E tendo nós, PCP, públicas e fundamentais divergências com o programa e orientações políticas essenciais do Governo, não poderíamos ter uma expectativa positiva face ao Orçamento que nos iria ser apresentado.

Mas o Orçamento do Estado para 2000 vai para além do que seria de esperar. Fundamentalmente, estamos perante um inegável e indesculpável mau Orçamento. Um mau orçamento para o País e, particularmente, para os trabalhadores, para os detentores de rendimentos do trabalho.

A questão central deste Orçamente, nas perspectivas ideológica, política e social é, definitivamente, e quer o senhor Primeiro-Ministro goste ou não, a questão da política fiscal.

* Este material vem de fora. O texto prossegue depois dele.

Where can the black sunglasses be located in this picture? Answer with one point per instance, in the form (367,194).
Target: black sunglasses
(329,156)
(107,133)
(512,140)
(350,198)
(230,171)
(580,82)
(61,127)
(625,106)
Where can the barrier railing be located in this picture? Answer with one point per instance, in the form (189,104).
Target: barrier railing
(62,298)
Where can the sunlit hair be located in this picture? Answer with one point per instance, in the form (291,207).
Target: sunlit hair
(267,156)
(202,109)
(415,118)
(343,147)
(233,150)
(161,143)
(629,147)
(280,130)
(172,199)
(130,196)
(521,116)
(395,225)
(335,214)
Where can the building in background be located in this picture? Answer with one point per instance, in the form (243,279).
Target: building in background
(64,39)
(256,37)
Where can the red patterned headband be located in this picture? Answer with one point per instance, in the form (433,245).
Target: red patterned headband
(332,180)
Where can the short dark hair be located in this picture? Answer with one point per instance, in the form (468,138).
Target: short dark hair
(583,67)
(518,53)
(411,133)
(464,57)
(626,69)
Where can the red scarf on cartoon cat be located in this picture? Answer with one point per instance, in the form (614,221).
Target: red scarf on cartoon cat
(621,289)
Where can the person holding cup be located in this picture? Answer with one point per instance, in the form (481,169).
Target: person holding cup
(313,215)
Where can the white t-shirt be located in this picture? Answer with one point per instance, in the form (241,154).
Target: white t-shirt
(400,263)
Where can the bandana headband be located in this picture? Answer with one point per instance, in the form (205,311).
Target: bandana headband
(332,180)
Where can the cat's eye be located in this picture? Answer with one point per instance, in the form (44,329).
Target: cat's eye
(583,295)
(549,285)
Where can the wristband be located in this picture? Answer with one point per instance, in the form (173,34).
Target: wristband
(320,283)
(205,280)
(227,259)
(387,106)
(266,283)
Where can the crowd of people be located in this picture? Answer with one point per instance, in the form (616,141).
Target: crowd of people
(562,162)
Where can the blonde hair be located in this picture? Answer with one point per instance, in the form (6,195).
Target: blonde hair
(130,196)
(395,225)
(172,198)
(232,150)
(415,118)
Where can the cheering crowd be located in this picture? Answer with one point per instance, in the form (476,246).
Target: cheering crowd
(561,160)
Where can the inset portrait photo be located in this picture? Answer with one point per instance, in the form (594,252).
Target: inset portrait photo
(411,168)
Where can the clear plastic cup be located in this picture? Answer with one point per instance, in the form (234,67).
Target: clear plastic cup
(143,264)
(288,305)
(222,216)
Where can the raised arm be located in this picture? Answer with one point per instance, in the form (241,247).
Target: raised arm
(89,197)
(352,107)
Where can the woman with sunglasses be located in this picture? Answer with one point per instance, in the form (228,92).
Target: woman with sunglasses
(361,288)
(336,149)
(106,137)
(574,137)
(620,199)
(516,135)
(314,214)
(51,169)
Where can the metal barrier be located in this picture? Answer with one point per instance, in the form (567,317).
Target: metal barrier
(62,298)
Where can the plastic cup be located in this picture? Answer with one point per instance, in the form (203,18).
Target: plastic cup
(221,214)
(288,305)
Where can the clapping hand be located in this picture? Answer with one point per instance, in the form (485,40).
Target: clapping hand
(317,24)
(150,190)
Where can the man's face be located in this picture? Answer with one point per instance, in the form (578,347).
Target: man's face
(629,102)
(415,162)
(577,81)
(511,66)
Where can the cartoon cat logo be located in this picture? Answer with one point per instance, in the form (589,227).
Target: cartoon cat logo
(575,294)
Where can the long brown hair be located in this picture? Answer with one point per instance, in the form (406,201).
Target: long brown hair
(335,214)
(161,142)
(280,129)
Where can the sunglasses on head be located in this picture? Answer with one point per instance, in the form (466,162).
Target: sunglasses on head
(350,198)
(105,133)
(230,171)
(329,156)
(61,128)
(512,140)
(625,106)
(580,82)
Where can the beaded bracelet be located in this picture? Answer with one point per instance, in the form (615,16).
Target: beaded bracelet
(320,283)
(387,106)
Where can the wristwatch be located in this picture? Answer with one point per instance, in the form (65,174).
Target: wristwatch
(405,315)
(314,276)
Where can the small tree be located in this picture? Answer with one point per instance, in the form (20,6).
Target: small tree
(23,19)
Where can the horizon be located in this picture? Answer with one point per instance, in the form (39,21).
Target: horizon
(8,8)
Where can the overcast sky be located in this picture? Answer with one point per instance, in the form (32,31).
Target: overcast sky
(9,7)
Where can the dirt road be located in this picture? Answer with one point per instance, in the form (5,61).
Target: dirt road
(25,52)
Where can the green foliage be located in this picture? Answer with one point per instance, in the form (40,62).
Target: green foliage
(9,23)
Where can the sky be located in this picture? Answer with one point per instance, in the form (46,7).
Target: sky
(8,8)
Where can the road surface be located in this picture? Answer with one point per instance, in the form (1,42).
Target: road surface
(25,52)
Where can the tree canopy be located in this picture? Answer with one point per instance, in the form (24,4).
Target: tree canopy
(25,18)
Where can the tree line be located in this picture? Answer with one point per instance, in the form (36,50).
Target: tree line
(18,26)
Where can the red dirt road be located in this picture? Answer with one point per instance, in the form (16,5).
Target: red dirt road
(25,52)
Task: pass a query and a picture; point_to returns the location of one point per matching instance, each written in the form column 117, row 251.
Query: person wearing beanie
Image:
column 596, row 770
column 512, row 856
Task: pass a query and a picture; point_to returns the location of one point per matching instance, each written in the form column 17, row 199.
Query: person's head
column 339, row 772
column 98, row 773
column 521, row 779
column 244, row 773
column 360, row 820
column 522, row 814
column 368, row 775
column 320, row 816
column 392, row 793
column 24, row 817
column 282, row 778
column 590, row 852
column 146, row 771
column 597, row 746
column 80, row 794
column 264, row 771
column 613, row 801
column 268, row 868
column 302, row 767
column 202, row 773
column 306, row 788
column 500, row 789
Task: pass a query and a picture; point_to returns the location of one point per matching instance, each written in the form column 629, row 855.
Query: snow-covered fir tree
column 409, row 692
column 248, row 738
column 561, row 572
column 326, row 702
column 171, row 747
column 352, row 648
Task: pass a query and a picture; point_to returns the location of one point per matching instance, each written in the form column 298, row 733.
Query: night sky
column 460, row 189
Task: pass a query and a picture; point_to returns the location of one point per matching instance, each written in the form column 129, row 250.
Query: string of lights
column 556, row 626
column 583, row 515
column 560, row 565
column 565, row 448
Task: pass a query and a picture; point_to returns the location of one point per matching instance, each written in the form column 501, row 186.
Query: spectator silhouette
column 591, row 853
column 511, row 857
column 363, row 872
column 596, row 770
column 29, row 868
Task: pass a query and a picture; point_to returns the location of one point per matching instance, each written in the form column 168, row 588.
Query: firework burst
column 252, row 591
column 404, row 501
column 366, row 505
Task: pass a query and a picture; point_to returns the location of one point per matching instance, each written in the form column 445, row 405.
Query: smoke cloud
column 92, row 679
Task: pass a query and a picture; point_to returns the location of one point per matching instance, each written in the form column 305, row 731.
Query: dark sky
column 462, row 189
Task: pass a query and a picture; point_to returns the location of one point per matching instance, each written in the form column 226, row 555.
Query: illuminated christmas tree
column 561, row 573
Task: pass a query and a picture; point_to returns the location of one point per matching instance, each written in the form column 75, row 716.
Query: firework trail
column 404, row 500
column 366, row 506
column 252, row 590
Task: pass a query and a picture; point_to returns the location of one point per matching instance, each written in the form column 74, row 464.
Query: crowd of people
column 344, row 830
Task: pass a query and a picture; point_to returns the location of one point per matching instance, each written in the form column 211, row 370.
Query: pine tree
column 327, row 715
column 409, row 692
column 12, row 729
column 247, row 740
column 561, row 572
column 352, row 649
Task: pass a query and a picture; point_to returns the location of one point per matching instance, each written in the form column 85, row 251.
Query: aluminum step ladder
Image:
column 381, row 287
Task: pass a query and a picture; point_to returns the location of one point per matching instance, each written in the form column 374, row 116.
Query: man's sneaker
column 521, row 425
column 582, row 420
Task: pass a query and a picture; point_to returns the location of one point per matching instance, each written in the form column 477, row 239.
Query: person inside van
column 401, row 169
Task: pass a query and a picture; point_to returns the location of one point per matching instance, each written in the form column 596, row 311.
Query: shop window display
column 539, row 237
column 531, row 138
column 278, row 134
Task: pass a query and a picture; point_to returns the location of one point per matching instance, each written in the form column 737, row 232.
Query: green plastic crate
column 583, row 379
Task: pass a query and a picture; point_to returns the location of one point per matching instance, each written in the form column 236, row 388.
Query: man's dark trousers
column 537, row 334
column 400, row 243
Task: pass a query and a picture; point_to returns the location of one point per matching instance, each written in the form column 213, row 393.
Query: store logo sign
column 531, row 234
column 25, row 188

É a principal questão ideológica porque, ao apresentar e teimosamente defender este Orçamento, o Governo do Partido Socialista assume, de forma clara e mais acentuada que nunca, a opção por uma política fiscal de classe. Porque não só os principais factores de desigualdade e de injustiça do sistema fiscal não são combatidos como são agravados com o discricionário tratamento de privilégio que neste exacto Orçamento é concedido aos rendimentos de capital, aos lucros.

É ainda a questão central do ponto de vista político, porque no âmbito da justiça fiscal ele consubstancia um retrocesso evidente em relação ao Orçamento de 1999. De facto e como o senhor Primeiro-Ministro recordou, com o apoio e participação determinante do PCP, no Orçamento anterior foi introduzida uma maior justiça fiscal entre os contribuintes que pagam IRS, fazendo baixar a carga para os de mais baixos rendimentos. Seria, pois, de admitir que neste Orçamento se prosseguisse essa via de mais justiça fiscal. Mas não é isso que se verifica com este Orçamento. Antes pelo contrário. Sendo legítimo pensar que o que se verificou em 1999 na fiscalidade foi um mero interregno ... ditado pelo facto de ser ano de eleições.

Não aceitamos a tese que o Governo, o Primeiro-Ministro e o Ministro das Finanças procuram vender, de que se trata de um Orçamento de transição. Ela não é politicamente aceitável. Há uma continuidade do Governo do Partido Socialista e do Primeiro-Ministro. O próprio programa do Governo se afirmava na continuidade do programa e do Governo anteriores. A tese da transição do Orçamento é pois a ausência de coragem para dizer que é isto que o Governo quer, e que com ele não haverá qualquer reforma fiscal digna desse nome. E é ainda uma forma pouco democrática de solicitar aos partidos políticos de oposição que não olhem para o conteúdo do Orçamento, que fechem os olhos e o viabilizem.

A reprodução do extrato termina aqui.